- #1
DeanH87
- 2
- 1
- Homework Statement
- Hi, Can someone help with the below calculation. Sample attached
- Relevant Equations
- See Below
Dean
Last edited by a moderator:
What do you know about resolving forces in 2 dimensions?DeanH87 said:Homework Statement:: Hi, Can someone help with the below calculation. Sample attached
Relevant Equations:: See Below
View attachment 264461Top example- How do I get to 31.7 m/s from 30.8 and 7.7? This is way over my head and need help. Thanks in advance
Dean
The formula for calculating the resultant velocity in a triangle is v = √(u2 + w2 - 2uwcosθ), where v is the resultant velocity, u and w are the initial velocities, and θ is the angle between the two initial velocities.
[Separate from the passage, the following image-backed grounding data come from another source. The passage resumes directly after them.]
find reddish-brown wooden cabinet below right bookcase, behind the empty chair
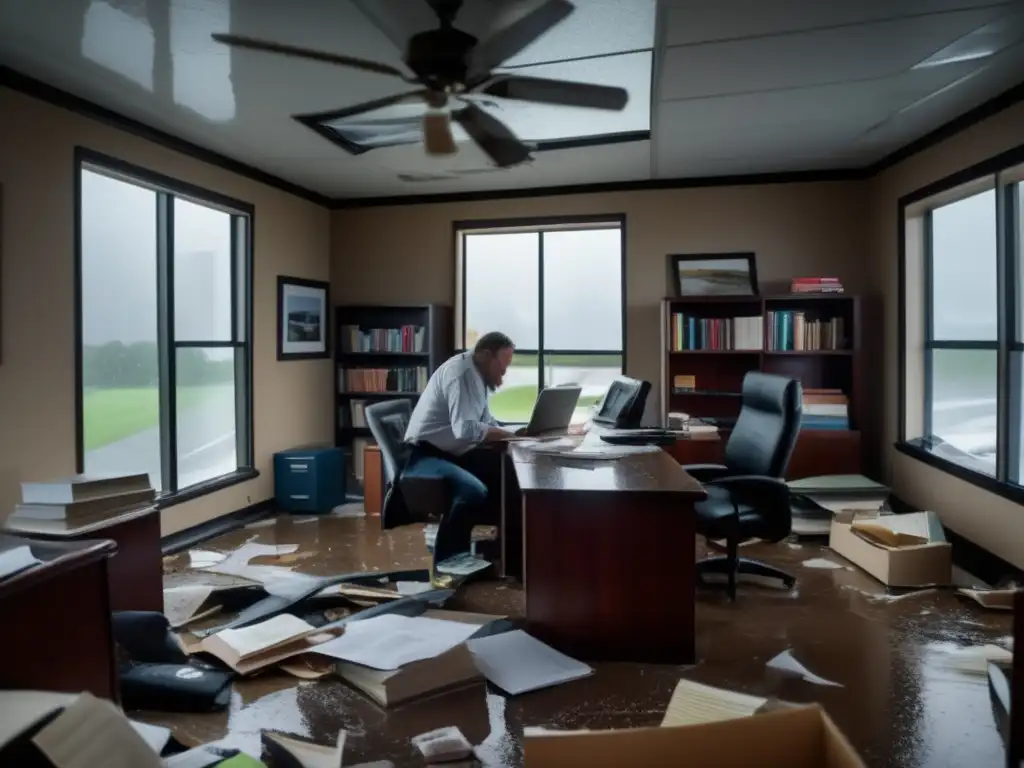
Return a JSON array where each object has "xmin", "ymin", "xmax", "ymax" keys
[{"xmin": 666, "ymin": 429, "xmax": 863, "ymax": 480}]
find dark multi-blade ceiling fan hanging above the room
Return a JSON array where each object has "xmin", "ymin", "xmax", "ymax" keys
[{"xmin": 213, "ymin": 0, "xmax": 629, "ymax": 168}]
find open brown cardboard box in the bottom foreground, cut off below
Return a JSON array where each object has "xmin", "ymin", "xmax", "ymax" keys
[{"xmin": 523, "ymin": 706, "xmax": 865, "ymax": 768}]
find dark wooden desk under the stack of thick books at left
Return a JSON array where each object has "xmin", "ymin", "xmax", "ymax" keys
[{"xmin": 7, "ymin": 507, "xmax": 164, "ymax": 612}]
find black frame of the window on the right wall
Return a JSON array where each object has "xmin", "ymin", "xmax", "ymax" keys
[{"xmin": 895, "ymin": 144, "xmax": 1024, "ymax": 504}]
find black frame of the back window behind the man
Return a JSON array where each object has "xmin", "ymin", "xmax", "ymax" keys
[{"xmin": 452, "ymin": 213, "xmax": 627, "ymax": 391}]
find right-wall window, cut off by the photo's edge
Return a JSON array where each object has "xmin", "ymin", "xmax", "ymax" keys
[{"xmin": 900, "ymin": 154, "xmax": 1024, "ymax": 498}]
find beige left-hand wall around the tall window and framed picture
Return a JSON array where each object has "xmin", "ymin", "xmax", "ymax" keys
[{"xmin": 0, "ymin": 88, "xmax": 334, "ymax": 535}]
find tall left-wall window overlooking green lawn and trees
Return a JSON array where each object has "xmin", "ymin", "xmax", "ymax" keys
[{"xmin": 78, "ymin": 152, "xmax": 253, "ymax": 500}]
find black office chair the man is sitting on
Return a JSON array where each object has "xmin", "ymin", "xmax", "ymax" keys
[{"xmin": 364, "ymin": 398, "xmax": 451, "ymax": 529}]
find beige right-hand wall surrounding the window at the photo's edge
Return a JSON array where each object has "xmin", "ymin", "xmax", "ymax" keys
[{"xmin": 870, "ymin": 103, "xmax": 1024, "ymax": 567}]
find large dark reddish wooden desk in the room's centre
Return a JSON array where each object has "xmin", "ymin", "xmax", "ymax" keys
[{"xmin": 502, "ymin": 444, "xmax": 705, "ymax": 664}]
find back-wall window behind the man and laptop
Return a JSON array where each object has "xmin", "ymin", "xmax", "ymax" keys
[{"xmin": 457, "ymin": 217, "xmax": 626, "ymax": 422}]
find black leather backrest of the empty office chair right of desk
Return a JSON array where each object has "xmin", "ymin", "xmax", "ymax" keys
[{"xmin": 725, "ymin": 372, "xmax": 803, "ymax": 477}]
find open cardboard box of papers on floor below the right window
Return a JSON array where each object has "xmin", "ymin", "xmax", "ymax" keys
[{"xmin": 828, "ymin": 510, "xmax": 952, "ymax": 588}]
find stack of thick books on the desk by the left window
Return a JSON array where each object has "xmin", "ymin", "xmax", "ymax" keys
[{"xmin": 7, "ymin": 472, "xmax": 157, "ymax": 534}]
To find the angle between two initial velocities in a triangle, you can use the inverse cosine function: θ = cos-1((u2 + w2 - v2)/2uw). Alternatively, you can use the sine or tangent functions, depending on the given information.
Yes, the resultant velocity in a triangle can be greater than the sum of the initial velocities. This occurs when the angle between the initial velocities is acute, meaning less than 90 degrees. In this case, the resultant velocity will be larger than the sum of the initial velocities.
If the angle between the initial velocities is 180 degrees, then the resultant velocity will be equal to the difference between the two initial velocities. This is because the cosine of 180 degrees is -1, making the formula for resultant velocity v = √(u2 + w2 + 2uw).
Triangle calculation for resultant velocity can be used in various real-life situations, such as calculating the speed and direction of a boat in a river with a current, determining the velocity of a projectile launched at an angle, or finding the velocity of a car moving on a curved road. It is also commonly used in physics and engineering to analyze the motion of objects.